An image of a patient taking part in a Telehealth telemedicine visit at a local library.
Libraries may be key to connecting rural patients with telemedicine visits, according to new research published by associate professor Pamela DeGuzman.

An icon of a clipboard to signify scholarship in symptom science. Telemedicine – the ability to receive health care and counsel through a live, virtual medium – has been the saving grace of patients and hospitals during the global pandemic. At UVA Health alone, virtual visits rose more than 700% between March and May.

But while telemedicine works for many Americans, for others – especially those who live in rural regions that lack fixed broadband – it’s a fiction. Unless, that is, they can get themselves to their local library.

University of Virginia associate professor of nursing Pamela DeGuzman says that libraries may provide the key for rural patients’ ability to access to telehealth. According to an analysis just published in the Public Health Nursing, DeGuzman found that the vast majority of Virginia libraries had the four components necessary for telemedicine to work well: fixed broadband, computers, technologically savvy staff and private spaces where telehealth visits could take place. Once the state’s physical distancing requirements loosen, DeGuzman asserts, clinicians and librarians must partner to ensure that rural patients, too, can tap this important modality of care for mental and physical health needs.


Between March and May 2020, telemedicine visits at UVA Health rose 700%

Two students from the College of Arts & Sciences, Megan Leimkuhler and Zack Siegfried, co-wrote the study with DeGuzman.

“COVID-19 has increased the urgency of this technology, and our ability to deliver health care remotely long-term,” said DeGuzman, who recently created a virtual program to support rural cancer survivors. “As social distancing eases, libraries offer a perfect solution that’s literally right under our noses.”

In her research, DeGuzman polled nearly 400 Virginia libraries at the outset of the pandemic. Of the 39 that responded, one-third of them rural, more than 85% reported having fixed broadband, at least four computers, staff to assist patrons with technology, and rooms where telehealth appointments could take place privately. She found no significant differences between rural and urban libraries.

“COVID-19 has increased the urgency of this technology, and our ability to deliver health care remotely long-term. As social distancing eases, libraries offer a perfect solution that’s literally right under our noses.”

prof. Pamela DeGuzman, who studied libraries' ability to be sound, safe, secure telemedicine sites

One-third of rural Virginians lack access to broadband internet at home, and nearly 13% have no access to internet at all, DeGuzman said.

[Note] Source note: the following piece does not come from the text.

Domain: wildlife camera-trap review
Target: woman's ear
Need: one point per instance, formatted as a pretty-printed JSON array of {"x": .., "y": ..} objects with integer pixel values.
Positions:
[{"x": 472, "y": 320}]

The vast majority of Virginia residents live within at least a 30-minute drive of a public library, however, and virtually all of them offer free access to Wi-Fi across fixed broadband, which is essential to keeping costs down.  

Creating a Wi-Fi “hotspot” isn’t an adequate solution for telemedicine connectivity, DeGuzman added, noting that while 95% of Virginians own a cell phone, just 71% own a smartphone –  required for telemedicine’s private, HIPAA-compliant connections.

“Often people will ask me, ‘Can’t people just connect on their phones?’” she said. “Using a smartphone to conduct a telemedicine visit can work, but connecting over a cellular signal is often cost-prohibitive to rural users. Not only is the cost to connect higher in rural areas, but rural residents tend to have lower incomes than their urban counterparts.”

Although many libraries throughout Virginia (there are 378 total) remain closed due to COVID-19 restrictions, as communities reopen, libraries must be evaluated as places where citizens can connect to care providers while still minimizing disease exposure, DeGuzman said. Cities and towns that are building or renovating library spaces must consider the space and technology requirements of telehealth, she added, as it will remain an important modality going forward.

Librarians like Lisa Varga, executive director of the 4,600-member Virginia Library Association, say they’re eager to see how they can serve on this important new frontier, particularly as residents’ mental health needs continue to grow.

“Our communities have been traumatized by the changes COVID-19 has brought us,” Varga said, “and as good stewards of the tax dollars that come into our libraries it makes sense for us to use them to give back to people, and offer them opportunities to talk and connect.”

“Pam’s research is a great starting point,” she added, “and while libraries do a lot of things, this definitely fits into our mission. We’re at a baseline, at a beginning point of saying, ‘Hey, we have this crisis; how can we help people get through it?’ This research is really innovative, and I’d like to see it explored more.”

DeGuzman is developing guidelines to evaluate and guide collaborations between libraries and health care providers so telemedicine becomes more broadly available to Virginians as the commonwealth turns the page in the pandemic.